No soy capaz de irme a la cama “a pelo” y
enterrar cada día como si me fuera ajeno, necesito hacer todas las noches una
última reflexión, quince o veinte minutos despidiendo la jornada, procurando
archivar en su correspondiente carpeta los diferentes momentos que me han
deparado las últimas veinticuatro horas. Siempre en la terraza, aprovecho para
charlar un rato con la luna, contar las estrellas, o imaginar sus juegos
secretos cuando la noche nublada preserva su intimidad. Sin ninguna duda es mi
momento preferido del día, unos minutos que los reservo exclusivamente para mi;
en los que, en soledad, desenvaino mi sombra y discuto con ella. Quienes viajan
conmigo, y me conocen bien, respetan ese viejo ritual, ese momento sagrado en
el que me recojo en mi templo.
Por experiencia conozco los ruidos de esos
momentos de la noche, y como estos van variando según pasamos las hojas del
calendario. A menudo me ronda alguna lechuza y, en cuanto desaparecen los
fríos, murciélagos y erizos se añaden a mi velada. Pero de todas, mis
preferidas son las noches de grullas, sobre todo en otoño, cuando estamos a
punto de entrar en ese túnel que llamamos invierno. Ellas, con sus trompeteos, vuelan
buscando la eterna primavera del Sur; siempre las envidio y lamento no
atreverme a acompañarles en ese último tramo de su viaje hacia la luz.
Pero estas últimas noches algo ha estado
turbando la magia de ese momento. Una sensación parecida a cuando intuimos la
mirada de alguien clavada en nuestra espalda, nunca debemos despreciar las
intuiciones. Desde hace más de una semana, esa percepción me obliga a mirar
hacia la curva del camino que llega a mi casa, y entonces veo esa luz. Se trata
de un halo semitransparente, con forma ahusada y de color azulado, no tiene mucha
intensidad, la suficiente para destacar entre la oscuridad del camino en el que
no hay ningún alumbrado.
Las primeras noches, seguramente por el
cansancio de la hora, lo atribuí a algún reflejo que cualquier iluminación
lejana pudiera crear entre la niebla, realmente me negué a verlo, nunca debemos
negar lo que vemos. Hace ya unos días que la niebla despareció, y ese halo ha
seguido asomando allí, en la curva del camino, inmóvil, silencioso. Nunca he
sido capaz de distinguirlo llegar ni marcharse, solo lo veo estar. Aparenta
esperarme, y no se porqué me siento atraído por él.

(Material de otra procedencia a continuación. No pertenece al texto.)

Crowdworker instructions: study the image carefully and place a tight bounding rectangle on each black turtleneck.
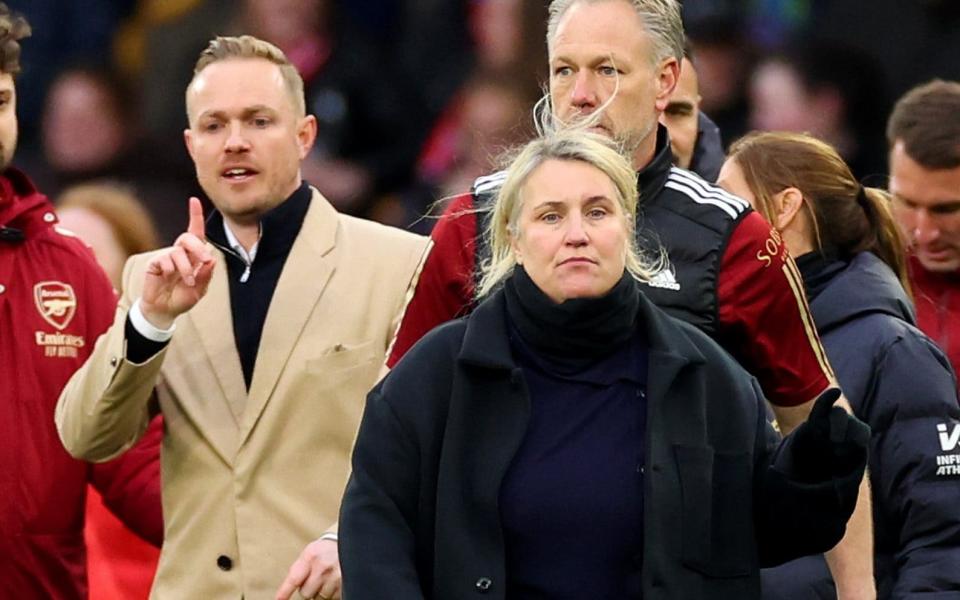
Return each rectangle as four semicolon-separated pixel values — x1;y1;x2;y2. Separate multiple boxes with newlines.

Durante dos noches consecutivas, y
envalentonado por la compañía de uno de mis gatos, decidí recorrer los cien
metros que me separan de la curva donde aparece la extraña luz. A mitad de
camino, mi gato se paró observando fijamente la aparición, sacudió la cabeza y
dio media vuelta, nunca debemos ignorar la perspicacia de un gato, y menos de
uno ya anciano y experimentado. Le imité y juntos desandamos el camino, su
prudencia estimuló mi miedo.
Pero la otra noche la luminosidad del halo
cobró intensidad y quizás la energía que parecía contener me cautivó. Admito
que mientras caminaba por la oscuridad me temblaron las piernas, sólo los
valientes sabemos lo difícil que resulta superar el miedo. Cuando llegué a su
altura pude verlo bien: tan solo era un trozo de luz que no provenía de ningún
sitio, comenzaba a escasos centímetros del suelo alcanzando el metro y medio de
altura. No percibí ninguna sensación, ni frió, ni calor, ningún movimiento,
ninguna vibración, nada, simplemente era un haz de luz. Quienes hayáis visto
algo parecido sabéis a lo que me refiero, para los demás, lo siento, no puedo
explicarlo mejor.
-
¿Quién eres? - Todavía no sé porqué hice esa pregunta.
-
Ya sabes quién soy. Lo importante es ¿por qué estoy aquí?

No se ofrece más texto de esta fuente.